WTI remains on the bids around $52.50 during early Friday as the US allegations of Iran being behind the attacks on 2 oil tankers in the Gulf of Oman rekindled speculations of the US-Iran war.
The US claimed it has video footage showing Iranian coast guards removing mines from the ship while the UK also followed the suit and said it will conduct its own research based on the US news.
As rest of the global leaders like China, Japan, and the EU refrained from providing any direct statement concerning Iran’s hand in the issue, Tehran blasted over the US allegations and said it has nothing that can prove the fact.
With the geopolitical plays taking over the latest threats demand constraints due to the US-China trade tussle, investors may keep following the updates for fresh impulse.
Adding to the watch-list could be monthly industrial production and retail sales data from China and weekly oil rig count figures from the Baker Hughes.

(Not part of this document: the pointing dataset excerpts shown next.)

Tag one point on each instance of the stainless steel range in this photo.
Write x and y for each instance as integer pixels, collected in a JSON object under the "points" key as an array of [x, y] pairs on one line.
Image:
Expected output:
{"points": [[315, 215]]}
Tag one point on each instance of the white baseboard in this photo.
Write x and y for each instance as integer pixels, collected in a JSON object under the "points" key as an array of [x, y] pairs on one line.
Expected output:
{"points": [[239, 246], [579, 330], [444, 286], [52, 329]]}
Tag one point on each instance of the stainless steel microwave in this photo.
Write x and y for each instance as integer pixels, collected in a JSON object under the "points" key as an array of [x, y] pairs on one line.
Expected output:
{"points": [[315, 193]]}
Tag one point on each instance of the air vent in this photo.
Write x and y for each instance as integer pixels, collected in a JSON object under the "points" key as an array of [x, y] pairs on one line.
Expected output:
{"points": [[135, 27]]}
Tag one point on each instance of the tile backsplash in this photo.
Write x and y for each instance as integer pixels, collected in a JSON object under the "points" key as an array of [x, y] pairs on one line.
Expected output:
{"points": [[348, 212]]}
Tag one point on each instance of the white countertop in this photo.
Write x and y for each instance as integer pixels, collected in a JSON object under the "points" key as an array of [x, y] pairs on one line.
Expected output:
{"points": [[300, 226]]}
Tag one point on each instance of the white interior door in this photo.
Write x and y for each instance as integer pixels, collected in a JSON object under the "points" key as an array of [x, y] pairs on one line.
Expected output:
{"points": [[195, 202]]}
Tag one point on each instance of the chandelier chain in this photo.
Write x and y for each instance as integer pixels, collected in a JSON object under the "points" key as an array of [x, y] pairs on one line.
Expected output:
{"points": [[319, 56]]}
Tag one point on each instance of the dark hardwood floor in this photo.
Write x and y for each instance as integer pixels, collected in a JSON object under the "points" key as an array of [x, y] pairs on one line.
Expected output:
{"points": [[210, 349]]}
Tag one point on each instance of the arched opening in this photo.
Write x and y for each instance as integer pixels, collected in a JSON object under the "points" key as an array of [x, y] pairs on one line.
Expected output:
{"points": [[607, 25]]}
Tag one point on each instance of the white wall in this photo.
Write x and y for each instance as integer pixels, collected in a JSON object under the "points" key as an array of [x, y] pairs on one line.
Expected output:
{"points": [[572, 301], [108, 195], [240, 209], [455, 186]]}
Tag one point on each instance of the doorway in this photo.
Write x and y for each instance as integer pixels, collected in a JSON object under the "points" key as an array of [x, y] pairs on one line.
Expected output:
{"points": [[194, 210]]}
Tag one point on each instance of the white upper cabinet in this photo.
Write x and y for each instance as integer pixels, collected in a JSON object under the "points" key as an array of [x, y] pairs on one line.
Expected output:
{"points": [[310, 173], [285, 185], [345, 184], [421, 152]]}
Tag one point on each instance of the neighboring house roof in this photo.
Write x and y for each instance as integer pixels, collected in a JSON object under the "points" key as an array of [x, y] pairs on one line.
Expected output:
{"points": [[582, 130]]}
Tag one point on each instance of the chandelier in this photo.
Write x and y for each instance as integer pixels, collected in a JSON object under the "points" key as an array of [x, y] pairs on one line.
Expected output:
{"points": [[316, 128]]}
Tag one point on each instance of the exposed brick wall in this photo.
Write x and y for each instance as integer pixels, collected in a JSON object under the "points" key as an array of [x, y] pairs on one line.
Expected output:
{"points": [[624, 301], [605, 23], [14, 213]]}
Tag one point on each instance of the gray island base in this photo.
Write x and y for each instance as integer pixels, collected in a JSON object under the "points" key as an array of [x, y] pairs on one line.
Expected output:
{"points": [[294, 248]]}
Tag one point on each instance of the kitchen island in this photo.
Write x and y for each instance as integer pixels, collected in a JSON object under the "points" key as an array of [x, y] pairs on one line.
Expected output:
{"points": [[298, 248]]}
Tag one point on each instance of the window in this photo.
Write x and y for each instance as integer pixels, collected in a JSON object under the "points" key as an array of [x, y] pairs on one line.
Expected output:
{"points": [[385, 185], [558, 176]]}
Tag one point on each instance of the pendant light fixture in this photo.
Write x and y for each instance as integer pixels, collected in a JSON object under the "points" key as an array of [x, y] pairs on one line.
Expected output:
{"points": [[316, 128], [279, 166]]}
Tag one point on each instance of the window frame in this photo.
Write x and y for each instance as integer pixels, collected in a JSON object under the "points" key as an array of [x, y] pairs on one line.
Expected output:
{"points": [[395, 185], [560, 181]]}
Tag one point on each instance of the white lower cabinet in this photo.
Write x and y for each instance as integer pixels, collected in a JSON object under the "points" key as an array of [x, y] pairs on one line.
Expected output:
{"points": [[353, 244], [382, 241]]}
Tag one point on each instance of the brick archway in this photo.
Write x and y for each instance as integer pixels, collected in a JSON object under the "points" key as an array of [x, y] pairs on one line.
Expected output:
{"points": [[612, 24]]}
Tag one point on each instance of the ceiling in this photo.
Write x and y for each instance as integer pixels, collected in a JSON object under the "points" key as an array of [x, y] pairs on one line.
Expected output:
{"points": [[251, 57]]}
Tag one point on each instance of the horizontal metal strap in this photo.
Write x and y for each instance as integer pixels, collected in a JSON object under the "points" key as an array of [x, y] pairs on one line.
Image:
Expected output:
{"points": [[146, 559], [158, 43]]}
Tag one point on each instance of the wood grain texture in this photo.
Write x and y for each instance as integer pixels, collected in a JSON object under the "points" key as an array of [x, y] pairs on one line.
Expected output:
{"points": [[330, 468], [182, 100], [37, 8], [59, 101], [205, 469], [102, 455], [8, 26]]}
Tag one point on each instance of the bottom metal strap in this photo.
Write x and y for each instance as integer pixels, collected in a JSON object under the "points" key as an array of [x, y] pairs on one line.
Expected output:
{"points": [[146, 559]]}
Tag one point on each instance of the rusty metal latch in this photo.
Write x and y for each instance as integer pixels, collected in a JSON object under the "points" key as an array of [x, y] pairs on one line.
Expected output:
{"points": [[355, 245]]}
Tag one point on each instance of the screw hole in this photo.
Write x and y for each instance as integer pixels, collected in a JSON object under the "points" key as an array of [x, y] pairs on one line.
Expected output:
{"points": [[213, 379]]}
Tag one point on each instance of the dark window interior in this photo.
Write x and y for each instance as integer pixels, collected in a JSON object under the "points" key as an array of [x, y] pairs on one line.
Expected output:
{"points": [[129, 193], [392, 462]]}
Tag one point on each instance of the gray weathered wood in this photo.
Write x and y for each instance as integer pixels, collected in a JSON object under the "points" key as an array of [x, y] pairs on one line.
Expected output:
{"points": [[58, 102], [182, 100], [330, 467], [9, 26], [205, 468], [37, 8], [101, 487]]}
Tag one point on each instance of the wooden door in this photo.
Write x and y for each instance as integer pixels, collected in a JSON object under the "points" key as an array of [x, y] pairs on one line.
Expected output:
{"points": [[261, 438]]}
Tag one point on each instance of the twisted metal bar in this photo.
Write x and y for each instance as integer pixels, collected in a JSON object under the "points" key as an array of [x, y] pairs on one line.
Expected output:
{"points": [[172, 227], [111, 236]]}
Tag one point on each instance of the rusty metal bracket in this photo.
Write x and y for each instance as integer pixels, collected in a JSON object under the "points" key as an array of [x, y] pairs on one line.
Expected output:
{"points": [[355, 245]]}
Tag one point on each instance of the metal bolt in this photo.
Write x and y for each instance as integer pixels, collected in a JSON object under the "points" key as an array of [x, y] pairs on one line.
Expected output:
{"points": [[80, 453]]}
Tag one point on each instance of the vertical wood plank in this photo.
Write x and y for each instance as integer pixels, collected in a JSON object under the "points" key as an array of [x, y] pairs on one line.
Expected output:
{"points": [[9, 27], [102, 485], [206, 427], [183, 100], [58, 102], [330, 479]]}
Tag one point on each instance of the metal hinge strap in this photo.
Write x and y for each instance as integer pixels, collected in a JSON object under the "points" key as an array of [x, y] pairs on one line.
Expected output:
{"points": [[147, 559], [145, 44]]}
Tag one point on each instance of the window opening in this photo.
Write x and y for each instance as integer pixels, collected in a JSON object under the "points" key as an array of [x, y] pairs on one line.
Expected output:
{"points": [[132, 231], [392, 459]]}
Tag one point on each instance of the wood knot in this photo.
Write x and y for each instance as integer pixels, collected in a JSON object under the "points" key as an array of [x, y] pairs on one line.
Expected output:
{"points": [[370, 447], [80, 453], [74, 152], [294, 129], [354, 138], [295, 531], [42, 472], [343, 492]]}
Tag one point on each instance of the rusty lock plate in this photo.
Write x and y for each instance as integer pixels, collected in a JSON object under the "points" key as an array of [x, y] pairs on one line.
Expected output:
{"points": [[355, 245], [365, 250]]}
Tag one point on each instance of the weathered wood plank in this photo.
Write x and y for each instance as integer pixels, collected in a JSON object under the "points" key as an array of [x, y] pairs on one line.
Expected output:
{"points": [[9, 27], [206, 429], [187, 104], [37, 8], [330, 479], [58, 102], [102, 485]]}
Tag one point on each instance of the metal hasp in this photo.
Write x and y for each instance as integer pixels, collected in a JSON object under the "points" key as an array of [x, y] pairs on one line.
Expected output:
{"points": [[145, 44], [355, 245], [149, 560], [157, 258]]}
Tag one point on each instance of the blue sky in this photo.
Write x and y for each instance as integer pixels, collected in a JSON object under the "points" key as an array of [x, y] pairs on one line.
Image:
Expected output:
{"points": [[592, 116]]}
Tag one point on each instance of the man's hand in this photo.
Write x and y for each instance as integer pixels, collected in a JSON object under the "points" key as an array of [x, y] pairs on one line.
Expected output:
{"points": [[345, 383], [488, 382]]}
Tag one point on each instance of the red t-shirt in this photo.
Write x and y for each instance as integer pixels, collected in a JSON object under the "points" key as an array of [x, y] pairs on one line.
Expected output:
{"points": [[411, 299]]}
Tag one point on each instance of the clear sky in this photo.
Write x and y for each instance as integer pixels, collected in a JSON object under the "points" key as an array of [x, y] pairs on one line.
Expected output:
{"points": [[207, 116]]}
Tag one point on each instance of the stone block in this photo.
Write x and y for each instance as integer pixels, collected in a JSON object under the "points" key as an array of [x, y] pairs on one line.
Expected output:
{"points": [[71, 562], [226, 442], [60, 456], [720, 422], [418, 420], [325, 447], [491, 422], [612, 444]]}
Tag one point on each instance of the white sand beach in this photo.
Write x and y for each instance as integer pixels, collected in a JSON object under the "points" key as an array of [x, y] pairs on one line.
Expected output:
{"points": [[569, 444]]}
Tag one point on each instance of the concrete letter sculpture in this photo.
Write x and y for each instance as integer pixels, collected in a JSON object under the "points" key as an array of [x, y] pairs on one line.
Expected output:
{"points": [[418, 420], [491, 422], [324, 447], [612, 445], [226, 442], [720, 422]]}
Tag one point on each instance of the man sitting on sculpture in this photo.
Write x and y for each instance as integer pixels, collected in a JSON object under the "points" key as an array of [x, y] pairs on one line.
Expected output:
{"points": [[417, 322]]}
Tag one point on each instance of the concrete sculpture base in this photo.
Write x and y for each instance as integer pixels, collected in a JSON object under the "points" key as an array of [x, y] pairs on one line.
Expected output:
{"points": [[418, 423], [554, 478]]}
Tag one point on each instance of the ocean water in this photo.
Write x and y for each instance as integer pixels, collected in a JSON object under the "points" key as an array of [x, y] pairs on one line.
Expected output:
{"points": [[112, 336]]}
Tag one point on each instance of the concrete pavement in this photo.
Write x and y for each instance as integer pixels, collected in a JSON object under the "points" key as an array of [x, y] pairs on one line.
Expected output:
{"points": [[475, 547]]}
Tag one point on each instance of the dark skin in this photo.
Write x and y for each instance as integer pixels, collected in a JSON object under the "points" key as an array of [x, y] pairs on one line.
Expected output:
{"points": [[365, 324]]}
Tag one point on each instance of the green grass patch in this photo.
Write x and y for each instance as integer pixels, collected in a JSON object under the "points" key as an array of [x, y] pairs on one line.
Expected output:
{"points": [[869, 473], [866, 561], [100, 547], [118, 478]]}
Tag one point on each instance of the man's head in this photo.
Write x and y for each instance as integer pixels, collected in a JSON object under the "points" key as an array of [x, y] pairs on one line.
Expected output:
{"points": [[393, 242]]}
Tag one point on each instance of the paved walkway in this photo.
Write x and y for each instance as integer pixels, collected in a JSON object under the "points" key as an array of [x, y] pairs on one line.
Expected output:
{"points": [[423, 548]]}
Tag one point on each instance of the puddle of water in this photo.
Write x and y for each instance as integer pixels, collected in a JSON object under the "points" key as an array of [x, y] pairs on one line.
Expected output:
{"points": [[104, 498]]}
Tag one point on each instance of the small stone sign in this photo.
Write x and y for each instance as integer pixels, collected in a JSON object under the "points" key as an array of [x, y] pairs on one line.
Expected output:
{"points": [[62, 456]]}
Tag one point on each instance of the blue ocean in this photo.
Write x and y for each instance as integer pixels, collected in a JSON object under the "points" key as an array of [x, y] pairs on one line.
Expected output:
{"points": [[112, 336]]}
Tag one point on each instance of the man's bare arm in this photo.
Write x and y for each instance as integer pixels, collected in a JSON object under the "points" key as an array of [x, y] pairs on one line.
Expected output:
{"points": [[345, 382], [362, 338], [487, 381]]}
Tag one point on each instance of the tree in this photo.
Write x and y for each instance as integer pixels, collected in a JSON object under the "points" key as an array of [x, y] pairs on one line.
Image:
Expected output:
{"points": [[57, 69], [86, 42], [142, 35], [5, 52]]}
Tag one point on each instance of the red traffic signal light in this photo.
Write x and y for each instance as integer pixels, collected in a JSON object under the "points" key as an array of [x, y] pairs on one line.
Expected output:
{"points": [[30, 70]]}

China is the world’s largest industrial player and hence any headline data out of it has a direct impact on the commodity basket. May month retail sales are likely to rise by 8.1% versus 7.2% prior on a yearly basis while industrial production could also advance with a 5.5% mark against 5.4% previous increase on YoY.
Baker Hughes oil rig count data for the US marked depletion to 789 from 800 during the previous release and is up for publishing figures for the week to end on June 14 by later today.
FXStreet Analysis Ross J Burland says that WTI holds trend-line support while trading near 200-week exponential moving average (EMA). He further mentions that:
Bears will look for a push below the 14th Jan 50.41 low which guards the 26th November lows at 49.44. On the flip-side, a break of 53 opens 54.50 and 56 meeting the 20-D EMA.